Notice of Pre-AIA  or AIA  Status
The present application, filed on or after March 16, 2013, is being examined under the first inventor to file provisions of the AIA .


Claim Rejections - 35 USC § 102
The following is a quotation of the appropriate paragraphs of 35 U.S.C. 102 that form the basis for the rejections under this section made in this Office action:
A person shall be entitled to a patent unless –

(a)(1) the claimed invention was patented, described in a printed publication, or in public use, on sale, or otherwise available to the public before the effective filing date of the claimed invention.

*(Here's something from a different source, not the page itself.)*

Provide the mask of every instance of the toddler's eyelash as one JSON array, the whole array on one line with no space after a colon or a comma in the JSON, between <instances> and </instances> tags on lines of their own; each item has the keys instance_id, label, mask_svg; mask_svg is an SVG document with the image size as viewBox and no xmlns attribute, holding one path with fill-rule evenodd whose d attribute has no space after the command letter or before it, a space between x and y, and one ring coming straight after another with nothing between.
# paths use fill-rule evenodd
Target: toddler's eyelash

Claim(s) 1-4 is/are rejected under 35 U.S.C. 102(a)(1) as being anticipated by Colangelo et al. (Enhancing audio surveillance with hierarchical recurrent neural networks, hereinafter “Colangelo”).
In regard to claim 1, Colangelo discloses a system for event detection and classification, the system comprising:
a processor circuit (CPU, section 4.3); and 
a processor-readable media comprising instructions (RAM, section 4.3) that, when performed by the processor circuit, configure the processor circuit to:
receive audio information about an audio event (see Fig. 1, an audio signal s is received, section 3); 
identify a multi-dimensional spectrogram of the audio information as-received (the audio signal s is partitioned into frames, converted to the frequency domain, and grouped into sets of Tf frames, resulting in an M by Tf signal x, section 3); and 
apply information about the spectrogram at an input to a multiple- stage machine learning algorithm and provide, from the machine learning algorithm, identification of the audio event as a particular event (two classifiers Cl1 and Cl2 are fed by x to identify an event class label yn, section 3).

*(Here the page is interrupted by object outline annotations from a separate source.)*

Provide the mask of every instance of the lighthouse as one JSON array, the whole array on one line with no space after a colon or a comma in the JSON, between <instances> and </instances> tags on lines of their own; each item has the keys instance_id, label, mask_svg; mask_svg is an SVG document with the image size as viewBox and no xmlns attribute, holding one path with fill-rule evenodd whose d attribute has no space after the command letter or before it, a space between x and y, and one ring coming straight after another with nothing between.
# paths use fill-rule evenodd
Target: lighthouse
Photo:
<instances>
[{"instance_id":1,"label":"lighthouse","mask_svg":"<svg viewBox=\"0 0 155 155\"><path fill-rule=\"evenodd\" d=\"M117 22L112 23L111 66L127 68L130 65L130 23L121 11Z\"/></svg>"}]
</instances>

In regard to claim 2, Colangelo discloses the instructions to configure the processor circuit to apply information about the spectrogram at the input to the multiple-stage machine learning algorithm include instructions to configure the processor circuit to: 
(1) at a first stage of the algorithm, analyze the information about the spectrogram and coarsely classify the audio event as corresponding to a particular event type (classifier Cl1 detects the presence or absence of an event, section 3), and 
(2) at a different second stage of the algorithm, identify the audio event as a particular event within the classification of the particular event type (classifier Cl2 then labels the event class if a relevant event is determined to be present, section 3).

In regard to claim 3, Colangelo discloses the instructions to identify the audio event as a particular event within the classification of the particular event type include instructions to use the different second stage of the algorithm to identify the audio event as indicating one or more of a glass break event, a gun shot event, a dog bark event, a security alarm event, a fire alarm event, a smoke alarm event, a water alarm event, or a human voice, shout, or cry event (exemplary events include glass breaking, gunshots and screams, section 4.1).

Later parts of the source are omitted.